Commercial letters-of-credit represent short-term, self-liquidating instruments that facilitate customer trade transactions and
generally have maturities of no longer than 90 days. The goods or cargo being traded normally secures these instruments.
Commitments to sell loans
Huntington enters into forward contracts relating to its mortgage banking business to hedge the exposures from commitments to
make new residential mortgage loans with existing customers and from mortgage loans classified as loans held for sale. At December
31, 2013 and 2012, Huntington had commitments to sell residential real estate loans of $452.6 million and $849.8 million,
respectively. These contracts mature in less than one year.
Litigation
The nature of Huntington’s business ordinarily results in a certain amount of claims, litigation, investigations, and legal and
administrative cases and proceedings, all of which are considered incidental to the normal conduct of business. When the Company
determines it has meritorious defenses to the claims asserted, it vigorously defends itself. The Company will consider settlement of
cases when, in Management’s judgment, it is in the best interests of both the Company and its shareholders to do so.
On at least a quarterly basis, Huntington assesses its liabilities and contingencies in connection with outstanding legal proceedings
utilizing the latest information available. For matters where it is probable, the Company will incur a loss and the amount can be
reasonably estimated, Huntington establishes an accrual for the loss. Once established, the accrual is adjusted as appropriate to reflect
any relevant developments. For matters where a loss is not probable or the amount of the loss cannot be estimated, no accrual is
established.
In certain cases, exposure to loss exists in excess of the accrual to the extent such loss is reasonably possible, but not probable.

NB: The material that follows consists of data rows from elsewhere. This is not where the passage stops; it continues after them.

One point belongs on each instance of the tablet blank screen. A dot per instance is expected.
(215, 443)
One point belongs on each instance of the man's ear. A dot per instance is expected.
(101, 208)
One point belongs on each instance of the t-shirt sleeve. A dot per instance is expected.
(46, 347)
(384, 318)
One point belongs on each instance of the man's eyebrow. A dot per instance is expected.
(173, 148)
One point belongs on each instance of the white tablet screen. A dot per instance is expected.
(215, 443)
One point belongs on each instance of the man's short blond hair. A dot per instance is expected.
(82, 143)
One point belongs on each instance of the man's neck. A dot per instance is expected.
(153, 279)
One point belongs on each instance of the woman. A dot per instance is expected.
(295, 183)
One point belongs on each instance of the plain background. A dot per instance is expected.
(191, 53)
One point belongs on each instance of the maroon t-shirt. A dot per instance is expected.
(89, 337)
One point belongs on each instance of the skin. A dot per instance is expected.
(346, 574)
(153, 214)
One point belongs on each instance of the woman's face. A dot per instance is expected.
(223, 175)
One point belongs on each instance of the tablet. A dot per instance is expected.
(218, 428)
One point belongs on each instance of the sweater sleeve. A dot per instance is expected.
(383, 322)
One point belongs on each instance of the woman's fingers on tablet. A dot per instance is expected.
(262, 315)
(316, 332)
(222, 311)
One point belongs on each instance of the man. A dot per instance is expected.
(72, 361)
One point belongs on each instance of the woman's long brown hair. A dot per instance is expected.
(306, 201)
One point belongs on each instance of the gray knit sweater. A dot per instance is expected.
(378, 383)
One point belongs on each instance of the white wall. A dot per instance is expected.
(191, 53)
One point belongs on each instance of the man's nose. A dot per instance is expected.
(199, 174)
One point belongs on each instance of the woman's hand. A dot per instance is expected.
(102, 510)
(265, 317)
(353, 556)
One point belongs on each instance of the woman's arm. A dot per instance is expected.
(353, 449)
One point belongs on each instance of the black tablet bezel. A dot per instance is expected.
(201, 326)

Management believes an estimate of the aggregate range of reasonably possible losses, in excess of amounts accrued, for current legal
proceedings is from $0 to approximately $120.0 million at December 31, 2013. For certain other cases, Management cannot
reasonably estimate the possible loss at this time. Any estimate involves significant judgment, given the varying stages of the
proceedings (including the fact that many of them are currently in preliminary stages), the existence of multiple defendants in several
of the current proceedings whose share of liability has yet to be determined, the numerous unresolved issues in many of the
proceedings, and the inherent uncertainty of the various potential outcomes of such proceedings. Accordingly, Management’s estimate
will change from time-to-time, and actual losses may be more or less than the current estimate.

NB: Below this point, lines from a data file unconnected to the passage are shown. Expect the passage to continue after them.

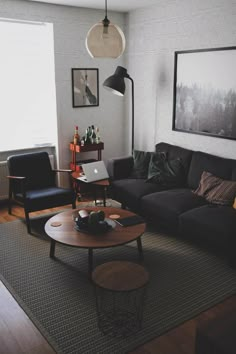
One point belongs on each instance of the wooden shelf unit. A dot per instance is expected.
(85, 148)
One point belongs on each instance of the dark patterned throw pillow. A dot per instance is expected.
(216, 190)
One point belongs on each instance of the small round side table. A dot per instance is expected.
(120, 289)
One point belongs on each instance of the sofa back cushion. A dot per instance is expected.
(216, 190)
(165, 172)
(176, 152)
(141, 163)
(218, 166)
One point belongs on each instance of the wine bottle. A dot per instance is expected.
(76, 136)
(97, 135)
(93, 135)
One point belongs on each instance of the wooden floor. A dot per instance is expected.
(18, 335)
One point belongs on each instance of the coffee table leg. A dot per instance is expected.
(90, 261)
(140, 247)
(52, 248)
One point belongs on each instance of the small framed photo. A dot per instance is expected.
(85, 91)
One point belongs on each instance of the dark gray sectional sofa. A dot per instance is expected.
(179, 209)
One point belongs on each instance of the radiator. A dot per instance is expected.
(4, 181)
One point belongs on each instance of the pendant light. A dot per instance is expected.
(105, 40)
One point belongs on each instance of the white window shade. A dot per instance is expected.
(27, 85)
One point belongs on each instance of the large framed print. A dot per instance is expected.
(205, 92)
(85, 91)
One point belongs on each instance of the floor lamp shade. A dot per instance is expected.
(116, 84)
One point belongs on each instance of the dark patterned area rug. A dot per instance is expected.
(58, 297)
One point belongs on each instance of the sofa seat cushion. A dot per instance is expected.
(213, 223)
(129, 191)
(168, 205)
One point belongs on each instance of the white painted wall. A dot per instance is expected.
(70, 28)
(154, 34)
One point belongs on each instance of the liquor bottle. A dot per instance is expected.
(76, 136)
(93, 135)
(87, 136)
(97, 135)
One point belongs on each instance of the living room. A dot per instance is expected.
(153, 34)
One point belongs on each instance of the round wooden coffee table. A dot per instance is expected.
(61, 228)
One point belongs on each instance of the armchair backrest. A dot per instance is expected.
(36, 167)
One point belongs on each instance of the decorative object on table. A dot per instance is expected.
(85, 89)
(93, 222)
(105, 39)
(205, 92)
(116, 84)
(170, 262)
(92, 135)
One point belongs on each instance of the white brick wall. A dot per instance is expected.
(153, 35)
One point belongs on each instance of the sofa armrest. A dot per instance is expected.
(120, 167)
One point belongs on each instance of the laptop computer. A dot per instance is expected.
(94, 171)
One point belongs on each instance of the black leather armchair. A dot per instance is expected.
(32, 184)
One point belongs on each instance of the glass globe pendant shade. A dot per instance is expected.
(105, 41)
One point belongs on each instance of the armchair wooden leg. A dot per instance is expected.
(27, 219)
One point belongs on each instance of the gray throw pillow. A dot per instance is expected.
(141, 163)
(168, 173)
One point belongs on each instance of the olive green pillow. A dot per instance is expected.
(141, 163)
(168, 173)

While the final outcome of legal proceedings is inherently uncertain, based on information currently available, advice of counsel,
and available insurance coverage, Management believes that the amount it has already accrued is adequate and any incremental
liability arising from the Company’s legal proceedings will not have a material effect on the Company's consolidated financial
position as a whole. However, in the event of unexpected future developments, it is possible that the ultimate resolution of these
matters, if unfavorable, may be material to the Company’s consolidated financial position in a particular period.
The following is a discussion of certain legal matters and events occurring through the date of this filing:
The Bank has been a defendant in three lawsuits, which collectively may be material, arising from its commercial lending,
depository, and equipment leasing relationships with Cyberco Holdings, Inc. (Cyberco), based in Grand Rapids, Michigan. In
November 2004, the Federal Bureau of Investigation and the IRS raided the Cyberco facilities and Cyberco's operations ceased. An
equipment leasing fraud was uncovered, whereby Cyberco sought financing from equipment lessors and financial institutions,
including the Bank, allegedly to purchase computer equipment from Teleservices Group, Inc. (Teleservices). Cyberco created
fraudulent documentation to close the financing transactions while, in fact, no computer equipment was ever purchased or leased from
Teleservices which proved to be a shell corporation.